(ForestFisher) Priority areas for conservation and restoration of Amazonian forest-frugivorous fish interactions and associated fisheries

Tropical forests have frighteningly lost a significant portion of their original vegetation due to human-caused environmental degradation. Yet, tropical forests provide a wide range of human services, such as a massive effect on weather, freshwater supply, food supply, natural hazard control, and society and leisure, having served as a central component of people's well-being on a global and local level.

Among a wide range of ecosystem services, we highlight Amazonian fruit-eating fish due to their ecological and socioeconomic importance. Frugivorous fishes play a crucial role in maintaining forest diversity as seed dispersers and constitute a key source of food and income for traditional, local human populations.

Here, the following research questions will be addressed (Project BiodivRestore-802, 2022-2025):

  1. How recent land-use changes have affected the frugivorous fish diversity? (WP1).
  2. Will climate, land use, and river fragmentation changes in the Amazon River Basin affect the availability of suitable areas for frugivorous fish species and thereby threaten the ecosystem services these fish populations provide? (WP2 & WP3).
  3. How will climate change-driven shifts in the distribution of frugivorous fish species affect fishing communities and their traditional fishing grounds? (WP4).

One of the main objectives of the ForestFisher project is to assess the impact of deforestation and provide data for spatial prioritization of the Amazonian territory for the maintenance of climatically suitable and conserved forested areas as refuges for frugivorous fish and their related ecosystem services.
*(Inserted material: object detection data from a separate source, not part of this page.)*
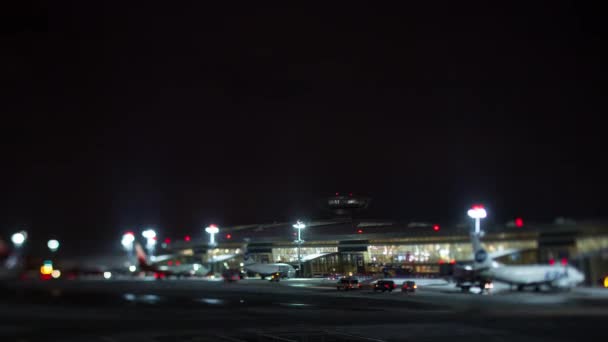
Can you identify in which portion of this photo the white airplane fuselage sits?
[482,265,585,288]
[244,263,296,278]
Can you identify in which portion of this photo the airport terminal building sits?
[164,196,608,284]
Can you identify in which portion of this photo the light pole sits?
[4,230,27,269]
[120,232,135,263]
[11,230,27,248]
[205,224,220,247]
[46,239,59,252]
[467,204,488,235]
[293,221,306,276]
[141,229,156,257]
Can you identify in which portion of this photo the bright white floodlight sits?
[205,224,220,246]
[120,232,135,250]
[11,230,27,248]
[467,204,488,234]
[46,239,59,252]
[141,229,156,240]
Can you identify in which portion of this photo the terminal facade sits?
[162,196,608,285]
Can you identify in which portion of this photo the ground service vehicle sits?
[374,280,397,292]
[336,278,361,291]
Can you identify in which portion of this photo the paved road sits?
[0,280,608,342]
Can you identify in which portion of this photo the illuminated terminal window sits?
[367,241,537,264]
[576,235,608,254]
[272,247,338,262]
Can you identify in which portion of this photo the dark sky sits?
[0,1,608,254]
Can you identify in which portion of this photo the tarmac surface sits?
[0,279,608,342]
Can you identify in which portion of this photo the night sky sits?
[0,1,608,254]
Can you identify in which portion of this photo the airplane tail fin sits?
[471,233,492,269]
[243,238,255,266]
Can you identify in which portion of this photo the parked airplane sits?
[243,240,296,279]
[135,243,209,279]
[459,233,585,291]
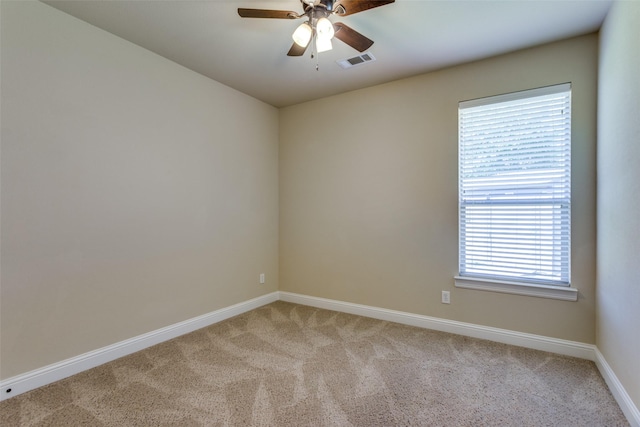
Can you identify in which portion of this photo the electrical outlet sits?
[442,291,451,304]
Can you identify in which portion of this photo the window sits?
[456,83,577,300]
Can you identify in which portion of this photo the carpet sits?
[0,301,628,427]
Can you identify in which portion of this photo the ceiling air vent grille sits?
[336,52,376,68]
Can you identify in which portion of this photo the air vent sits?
[336,52,376,68]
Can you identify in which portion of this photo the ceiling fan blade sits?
[287,43,311,56]
[238,7,300,19]
[333,22,373,52]
[333,0,396,16]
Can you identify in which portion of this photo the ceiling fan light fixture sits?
[291,22,313,47]
[316,18,335,40]
[316,37,333,53]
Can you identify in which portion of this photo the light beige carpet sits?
[0,302,628,427]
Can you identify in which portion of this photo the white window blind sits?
[459,83,571,286]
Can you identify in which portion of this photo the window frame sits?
[454,83,578,301]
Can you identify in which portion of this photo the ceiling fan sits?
[238,0,395,56]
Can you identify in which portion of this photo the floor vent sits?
[336,52,376,68]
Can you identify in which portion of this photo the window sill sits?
[454,276,578,301]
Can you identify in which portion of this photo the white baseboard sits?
[0,291,640,427]
[280,291,596,361]
[0,292,278,401]
[595,348,640,427]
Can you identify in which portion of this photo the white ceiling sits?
[45,0,611,107]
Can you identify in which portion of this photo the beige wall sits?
[280,35,598,343]
[0,1,278,378]
[597,1,640,414]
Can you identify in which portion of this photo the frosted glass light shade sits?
[291,22,313,47]
[316,18,335,40]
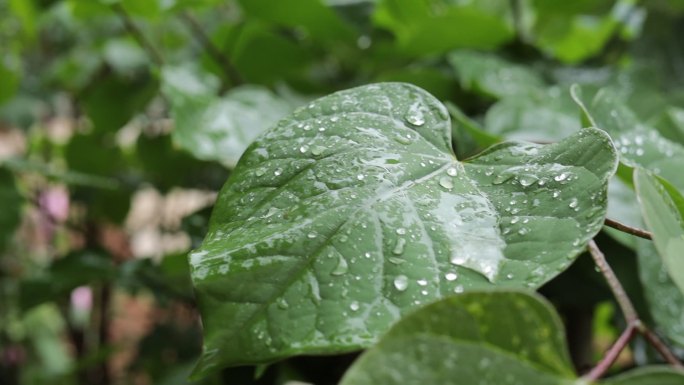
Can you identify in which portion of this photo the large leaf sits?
[162,67,292,167]
[636,239,684,347]
[572,87,684,189]
[340,291,574,385]
[190,83,616,372]
[634,168,684,293]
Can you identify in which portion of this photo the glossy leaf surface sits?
[162,67,292,167]
[634,169,684,293]
[341,291,574,385]
[190,83,616,372]
[636,239,684,347]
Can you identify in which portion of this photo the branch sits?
[181,11,243,86]
[112,3,164,67]
[603,218,653,239]
[588,239,639,325]
[640,327,684,369]
[583,321,640,383]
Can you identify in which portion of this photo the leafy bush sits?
[0,0,684,385]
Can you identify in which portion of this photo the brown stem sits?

Therefore, the first actions of the project focus on assessing the spatial patterns of changes in land use in the Amazon biome on a broad scale, the entire biome, and on a national scale for each country. Therefore, the first results will be presented as a systematic assessment of changes in the landscape at different scales and levels, and it becomes possible to establish concrete international goals to control deforestation in the Amazonian region and guide public policies for land planning and management.